Which fund companies have the most “advisor net promoters”?

Fund companies pay independent research firms millions of dollars a year to find out how they compare to their peers in terms of brand loyalty. I certainly don’t have the definitive answer to that question, but the preliminary results from two questions in a reader survey Advisor Perspectives conducted in December 2015 offer some insights.

In the survey, we asked advisors to choose which of the 40 largest fund companies (in terms of AUM) they would recommend to their clients. Respondents could choose multiple companies. Two hundred forty two respondents answered this question. While this number isn’t large enough to be statistically significant, the results offer anecdotal insights that merit further research.

Three firms received far more “recommendations” than their competitors: Vanguard, American Funds and BlackRock.

The survey also asked advisors to “write in” the name of the one fund company they would recommend to other advisors. Of the 118 who responded, more than half chose either American Funds or Vanguard. Dimensional Fund Advisors (DFA) came in third, with 12 votes. No other company earned more than five votes.

The characteristics of highly recommended fund companies

Because our survey covered many other topics, we didn’t specifically ask advisors why they recommended certain fund companies (this will be the subject of future research). But in some cases the reasons are not difficult to infer.

Vanguard has become the company of choice for advisors and investors seeking low-cost pure index funds, yet a number of its actively managed funds have also delivered strong performance. Likewise, over the past decade, American Funds has leveraged its reputation for cost effectiveness and solid returns to vault past many other fund complexes. BlackRock is highly respected for its risk management processes and its breadth of products, including its family of ETFs.

Many of the most recommended fund companies benefit from having extensive distribution networks within RIA firms, wirehouses and independent broker dealers. Yet, one firm demonstrates how brand loyalty can be built even when access is limited.

Our third place “advisor-to-advisor” winner, DFA, was also one of the funds advisors recommended most highly to their clients. DFA has built one of the most dedicated communities of net promoters by delivering solid returns based on its academic research-based investment approach. The firm has grown to become one of the largest fund companies in spite of the fact that it does no advertising and only allows advisors who meet their strict qualification criteria to sell their funds.

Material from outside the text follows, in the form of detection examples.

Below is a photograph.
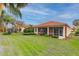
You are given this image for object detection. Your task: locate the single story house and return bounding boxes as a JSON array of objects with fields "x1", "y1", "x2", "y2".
[
  {"x1": 14, "y1": 21, "x2": 31, "y2": 32},
  {"x1": 34, "y1": 21, "x2": 72, "y2": 39}
]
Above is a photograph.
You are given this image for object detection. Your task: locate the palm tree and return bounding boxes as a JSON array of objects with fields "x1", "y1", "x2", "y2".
[
  {"x1": 73, "y1": 19, "x2": 79, "y2": 26},
  {"x1": 0, "y1": 3, "x2": 27, "y2": 18}
]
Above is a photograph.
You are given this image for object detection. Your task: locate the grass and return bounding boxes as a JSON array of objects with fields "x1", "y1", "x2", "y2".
[{"x1": 0, "y1": 33, "x2": 79, "y2": 56}]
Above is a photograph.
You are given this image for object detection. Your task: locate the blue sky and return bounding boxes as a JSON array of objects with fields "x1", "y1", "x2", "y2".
[{"x1": 21, "y1": 3, "x2": 79, "y2": 25}]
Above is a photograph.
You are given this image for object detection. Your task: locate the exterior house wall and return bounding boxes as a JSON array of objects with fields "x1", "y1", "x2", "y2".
[
  {"x1": 58, "y1": 26, "x2": 65, "y2": 39},
  {"x1": 67, "y1": 27, "x2": 72, "y2": 37},
  {"x1": 34, "y1": 28, "x2": 38, "y2": 34}
]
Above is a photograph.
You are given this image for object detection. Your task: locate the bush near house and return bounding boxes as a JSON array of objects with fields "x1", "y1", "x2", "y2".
[
  {"x1": 23, "y1": 28, "x2": 34, "y2": 35},
  {"x1": 75, "y1": 28, "x2": 79, "y2": 36}
]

Of course, there may be other reasons why advisors recommend fund companies. For example, commission-based advisors may favor firms that offer share classes with higher sales loads and 12b-1 fees. Others may recommend fund companies that their clients are familiar with or whose brand connotes value or exclusivity.

How can fund companies turn more advisors into net promoters?

Most advisors recommend individual funds that offer good performance, lower costs or a combination of both. But generally, only a small number of a firm’s funds will consistently outperform their benchmark over time. In an industry where losers greatly outnumber winners, what other means can fund companies use to build loyalty? Here are several suggestions.

Offer excellent information and sales resources

According to our research, nearly two thirds of advisors primarily conduct fund diligence using third-party research organizations such as Morningstar. Yet, many also rely on fund companies for additional educational resources and sales tools. Nearly 40% of advisors still work with fund wholesalers, and 32% get fund-related information and commentaries from fund company websites.

Offering advisors a robust online experience can also help build brand loyalty. Nearly a third of survey respondents said that the quality of a fund company’s online resources is as important as other resources in shaping their overall impressions of that company.